Sofia is a new chip model designed by Intel for low-budget smartphones. According to sources from the company, the phones made with this device could cost as little as $50 on new up-and-coming markets such as Indonesia or Malaysia.
First announced in December 2013, the chip is set to hit the market at the end of 2014. The company plans to aggressively re-enter the mobile market using an approach completely different from the ones its rivals use. Instead of fighting to create the best and the most "good-looking" phone, Intel's thinking is to create a smartphone that is capable of satisfying the user's needs at a reasonable price.

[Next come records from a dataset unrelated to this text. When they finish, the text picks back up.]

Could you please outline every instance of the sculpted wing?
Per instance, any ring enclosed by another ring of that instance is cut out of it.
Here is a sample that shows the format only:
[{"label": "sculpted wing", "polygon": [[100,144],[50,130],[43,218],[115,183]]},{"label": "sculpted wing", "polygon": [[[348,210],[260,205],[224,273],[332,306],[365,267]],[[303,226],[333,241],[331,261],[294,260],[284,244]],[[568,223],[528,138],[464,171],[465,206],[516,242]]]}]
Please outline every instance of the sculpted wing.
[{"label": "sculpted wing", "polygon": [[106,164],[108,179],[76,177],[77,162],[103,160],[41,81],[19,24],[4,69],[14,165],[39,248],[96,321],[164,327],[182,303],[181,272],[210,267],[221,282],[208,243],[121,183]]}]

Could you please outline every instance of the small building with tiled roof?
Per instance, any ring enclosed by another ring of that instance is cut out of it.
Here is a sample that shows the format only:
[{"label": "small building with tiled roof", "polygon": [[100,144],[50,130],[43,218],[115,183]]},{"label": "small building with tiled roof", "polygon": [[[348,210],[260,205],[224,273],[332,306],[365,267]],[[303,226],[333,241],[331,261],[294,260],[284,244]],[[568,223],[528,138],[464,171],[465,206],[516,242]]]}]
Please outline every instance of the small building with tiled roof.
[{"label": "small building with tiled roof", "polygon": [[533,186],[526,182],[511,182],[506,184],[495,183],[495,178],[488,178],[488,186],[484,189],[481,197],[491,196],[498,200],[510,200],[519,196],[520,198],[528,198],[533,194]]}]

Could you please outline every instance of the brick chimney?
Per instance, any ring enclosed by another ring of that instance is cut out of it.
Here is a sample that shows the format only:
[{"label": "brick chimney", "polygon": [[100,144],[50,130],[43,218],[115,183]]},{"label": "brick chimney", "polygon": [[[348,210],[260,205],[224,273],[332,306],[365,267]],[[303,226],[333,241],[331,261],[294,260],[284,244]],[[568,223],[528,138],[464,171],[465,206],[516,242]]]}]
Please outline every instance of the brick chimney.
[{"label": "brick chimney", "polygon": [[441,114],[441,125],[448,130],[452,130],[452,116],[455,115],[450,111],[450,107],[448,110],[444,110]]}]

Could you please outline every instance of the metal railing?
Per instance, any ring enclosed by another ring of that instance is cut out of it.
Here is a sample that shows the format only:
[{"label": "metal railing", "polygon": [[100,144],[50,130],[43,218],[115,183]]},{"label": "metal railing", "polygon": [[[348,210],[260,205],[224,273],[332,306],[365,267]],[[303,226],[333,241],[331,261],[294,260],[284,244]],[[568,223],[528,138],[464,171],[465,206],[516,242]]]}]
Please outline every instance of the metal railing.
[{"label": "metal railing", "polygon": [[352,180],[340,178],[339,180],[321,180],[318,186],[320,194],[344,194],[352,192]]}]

Sofia integrates a dual core Atom Silvermont processor and a 3G modem into a surface of 28nm. Furthermore, it is said that the next version of this chip family (Sofia Lite) will include quad core processors. So far, Intel did not reveal too many details about the tech specs, excepting that it will be on equal footing with its competitors.
In Intel's perspective, the key to the low cost of Sofia is integration. Furthermore, although the modem and processor are crammed together, the Bluetooth, GPS, Wi-Fi etc. are part of a different RF chip. The choice to include or exclude certain parts will allow the manufactures to create phones targeted at a certain budget.
In my opinion, a $50 smartphone doesn't sound bad at all, especially for countries with low purchasing power. Moreover, if this project is well-received on the market, it may open the gates for a new generation of better and cheaper phones, which surely is a win for the average buyer.